4. The IDOE required schools to give the ISTEP+ multiple choice assessments online. However, during the practice test numerous computer issues occurred over multiple attempts. Because of these computer issues, the IDOE gave schools the option of taking the ISTEP+ assessment online or paper/pencil.

Schools made their decisions about taking the ISTEP+ assessments online or paper/pencil based on the level of frustration they experienced during the practice test. Therefore, some schools were taking the ISTEP+ online while other schools were taking the ISTEP+ paper/pencil.

Since the state administered these assessments without any continuity or consistency, it is going to be difficult to compare these ISTEP+ results.

5. Two important components of the school’s accountability grade are performance scores and student growth. Recently, the state released preliminary ISTEP+ scores to parents on the Indiana Parent Network to give the parents the opportunity to request their child’s test to be re-scored.

Parents with access to the Internet had the ability to request their child’s test to be re-scored. If a parent does not have access to the Internet at home, how many parents are going to take advantage of this opportunity?

I am disappointed that the IDOE does not give the schools the opportunity to request a re-score. Student growth is an important component to our school accountability grade. The IDOE calculates and establishes educational growth for every student, in grade 4 and beyond, who has taken the ISTEP+ assessments two consecutive years.

All schools should have been given the opportunity to request a re-score based on student growth. Plus, student growth should not even be a factor this year because we are not comparing students to the same standards.

It is not fair to compare the more rigorous College and Career Readiness standards to less strenuous 2013 – 2014 academic standards. Since this was the first year for assessing the College and Career Readiness standards, there should not be any growth until you complete your second year of assessing the College and Career Readiness standards.  

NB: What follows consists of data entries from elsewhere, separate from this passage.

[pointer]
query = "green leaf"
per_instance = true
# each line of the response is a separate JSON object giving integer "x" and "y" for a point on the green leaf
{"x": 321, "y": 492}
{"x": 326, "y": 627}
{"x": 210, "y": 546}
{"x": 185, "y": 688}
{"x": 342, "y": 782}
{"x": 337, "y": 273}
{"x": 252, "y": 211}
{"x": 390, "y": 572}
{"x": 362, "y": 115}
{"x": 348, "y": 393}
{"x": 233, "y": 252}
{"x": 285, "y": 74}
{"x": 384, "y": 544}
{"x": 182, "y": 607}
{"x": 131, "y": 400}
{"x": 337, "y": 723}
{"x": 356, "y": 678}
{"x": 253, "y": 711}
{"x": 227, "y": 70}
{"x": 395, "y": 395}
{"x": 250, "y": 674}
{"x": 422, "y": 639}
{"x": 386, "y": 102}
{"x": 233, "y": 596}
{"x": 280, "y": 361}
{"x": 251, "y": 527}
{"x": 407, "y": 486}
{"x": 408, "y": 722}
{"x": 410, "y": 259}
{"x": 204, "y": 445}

6. This school year is half over and we are still waiting for the Individual Student Reports to be released so we can evaluate our strengths and weaknesses and make the necessary educational adjustment to improve the quality of education for all students. There are only nine weeks of school left before the 2015 -2016 ISTEP+ assessment begins.

With no valuable information, how can we honestly expect our scores to improve when we do not know where our deficiencies lie?

7. Recently, there was an Indianapolis Star newspaper article that claims that a computer glitch could have mis-scored thousands of ISTEP+ tests. Check out this story on

According to this article, seven scoring supervisors, for the testing vendor, CTB-McGraw Hill, claimed that thousands of student exams could be incorrect due to a computer malfunction which was discovered eight days after they began scoring the ISTEP+ assessments.

What is disappointing is that CTB-McGraw Hill claims that the malfunction did not affect student scores and chose not to re-score those tests. This decision from CTB-McGraw Hill, sounds like it was influenced by financial concerns and should not be accepted by the state. These allegations from the seven scoring supervisors should be investigated thoroughly.

This proves what administrators and teachers have been saying throughout the state that this system is flawed, this assessment should not count, and it is time to develop an accountability system that is going to be fair and accurate.


These are some of my concerns regarding the 2014 – 2015 ISTEP+ assessment. I have complete faith in our school system that we are preparing students to be well educated and productive members of society and to succeed in all their future endeavors. I do not believe that these test scores show an accurate reflection of our students’ yearly achievements. Plus, these poor test scores do not reflect the hard work and dedication that teachers and administrators put in each day. Hopefully, the state legislature will create an accountability system that will truly reflect the educational growth of our students.